А девочка оказывалась сильнее, терпеливее их.

Время шло, и после отпуска, из которого они вернулись все вместе в конце августа, отдохнувшие, довольные, показалось, что все их трудности и волнения только померещились им, Оленька была здоровым, милым, уравновешенным ребенком, чего они хотели от нее? И вообще жизнь была прекрасна. Женя собирался покупать новую машину и по этому случаю пребывал в особенно радужном настроении.

— Ты знаешь, — разглагольствовал он, сидя за воскресным завтраком, — мне кажется, мы вообще все неправильно понимаем, все ждем каких-то чудес. А счастье — это вот эта самая наша жизнь и есть. Счастье — это что-то вроде здоровья. Представляешь, до сих пор находятся желающие определить, что такое здоровье. А по-моему, нет ничего проще. Здоровье — это отсутствие болезней. Вот так и счастье — это просто отсутствие несчастий. Правда, понимать это люди обычно начинают тогда, когда как раз и начинаются всяческие неприятности, но от этого ведь дело не меняется. Ты знаешь, я ненавижу людей, которые вечно ноют на судьбу, а сами не желают палец о палец для себя ударить. Да еще гордятся своим неумением жить! «Ах, мы такие возвышенные, мы всей этой прозы не можем замечать!» А жизнь-то надо делать своими руками, и счастье свое тоже в том числе.

— Подумать только, какая оригинальная, новая мысль!

— А я за оригинальностью и не гонюсь, зато и не жалуюсь, что мне плохо. Я знаю, что надо делать, чтобы было хорошо. И все это, может быть, трудно и не обязательно интересно, но результаты получаются надежные, можешь мне поверить. Да и, в конце концов, это необходимо — позаботиться о себе самом.

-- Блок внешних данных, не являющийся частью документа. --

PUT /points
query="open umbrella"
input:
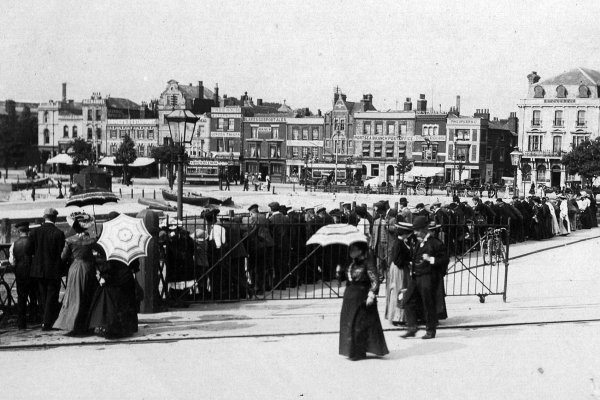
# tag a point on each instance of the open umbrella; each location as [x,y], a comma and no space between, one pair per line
[124,239]
[343,234]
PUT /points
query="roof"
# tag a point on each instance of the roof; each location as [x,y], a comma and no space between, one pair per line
[191,92]
[577,76]
[121,103]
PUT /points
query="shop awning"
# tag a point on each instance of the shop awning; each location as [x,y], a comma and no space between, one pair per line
[419,171]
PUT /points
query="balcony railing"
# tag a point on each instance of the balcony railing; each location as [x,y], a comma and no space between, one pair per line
[543,153]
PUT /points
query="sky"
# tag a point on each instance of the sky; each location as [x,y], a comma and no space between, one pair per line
[296,50]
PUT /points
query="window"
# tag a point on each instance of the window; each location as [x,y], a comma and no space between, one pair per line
[377,149]
[536,121]
[581,118]
[538,92]
[557,144]
[462,134]
[375,169]
[389,149]
[429,152]
[578,139]
[558,121]
[274,151]
[541,173]
[366,149]
[535,143]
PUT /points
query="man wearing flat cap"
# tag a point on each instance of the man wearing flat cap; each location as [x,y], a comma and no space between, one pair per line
[429,265]
[20,259]
[279,226]
[47,243]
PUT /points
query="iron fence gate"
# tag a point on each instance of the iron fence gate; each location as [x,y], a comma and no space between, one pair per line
[243,266]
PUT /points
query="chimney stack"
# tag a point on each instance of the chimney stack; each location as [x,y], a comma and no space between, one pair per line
[421,103]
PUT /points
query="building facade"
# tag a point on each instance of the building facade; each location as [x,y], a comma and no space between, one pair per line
[264,146]
[304,148]
[465,137]
[557,114]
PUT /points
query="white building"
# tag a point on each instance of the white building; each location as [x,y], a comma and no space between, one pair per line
[558,113]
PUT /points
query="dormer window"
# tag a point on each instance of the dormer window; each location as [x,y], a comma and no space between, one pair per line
[584,92]
[538,92]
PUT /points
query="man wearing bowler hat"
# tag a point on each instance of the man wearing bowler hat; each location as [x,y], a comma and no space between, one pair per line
[47,243]
[429,264]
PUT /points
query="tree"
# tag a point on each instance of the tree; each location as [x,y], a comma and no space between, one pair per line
[126,155]
[584,160]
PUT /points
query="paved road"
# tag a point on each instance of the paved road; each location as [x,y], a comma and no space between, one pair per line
[526,348]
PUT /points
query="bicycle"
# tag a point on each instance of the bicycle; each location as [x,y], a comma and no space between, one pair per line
[492,248]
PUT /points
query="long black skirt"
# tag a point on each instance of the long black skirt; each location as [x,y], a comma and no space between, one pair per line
[113,313]
[360,327]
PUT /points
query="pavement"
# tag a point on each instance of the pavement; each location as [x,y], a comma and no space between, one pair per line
[537,293]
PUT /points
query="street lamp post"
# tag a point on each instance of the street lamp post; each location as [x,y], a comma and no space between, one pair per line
[181,124]
[515,159]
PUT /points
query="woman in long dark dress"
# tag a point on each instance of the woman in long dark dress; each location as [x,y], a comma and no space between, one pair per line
[360,327]
[113,313]
[81,279]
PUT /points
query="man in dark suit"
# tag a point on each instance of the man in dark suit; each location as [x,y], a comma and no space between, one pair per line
[20,258]
[428,266]
[47,243]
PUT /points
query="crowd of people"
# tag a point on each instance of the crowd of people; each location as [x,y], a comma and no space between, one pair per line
[100,295]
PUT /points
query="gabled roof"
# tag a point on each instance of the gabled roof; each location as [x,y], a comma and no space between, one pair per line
[121,103]
[577,76]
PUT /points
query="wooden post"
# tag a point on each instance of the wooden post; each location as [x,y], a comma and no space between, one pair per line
[148,277]
[5,227]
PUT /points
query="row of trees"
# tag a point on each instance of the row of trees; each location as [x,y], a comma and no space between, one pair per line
[82,151]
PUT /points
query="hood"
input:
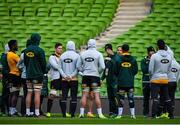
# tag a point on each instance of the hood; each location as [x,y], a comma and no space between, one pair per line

— Здорово у тебя получилось: счастье — это трудно и неинтересно.

— А тебе это кажется смешным?

— Мне это кажется пошлым и обидным, да и само слово мне не нравится. Счастье! Зачем пытаться определить понятие иррациональное? То, что ты путаешь со счастьем, — обыкновенное житейское благополучие.

— Ну и что? Правильно, если, конечно, его широко понимать. А разве это не так?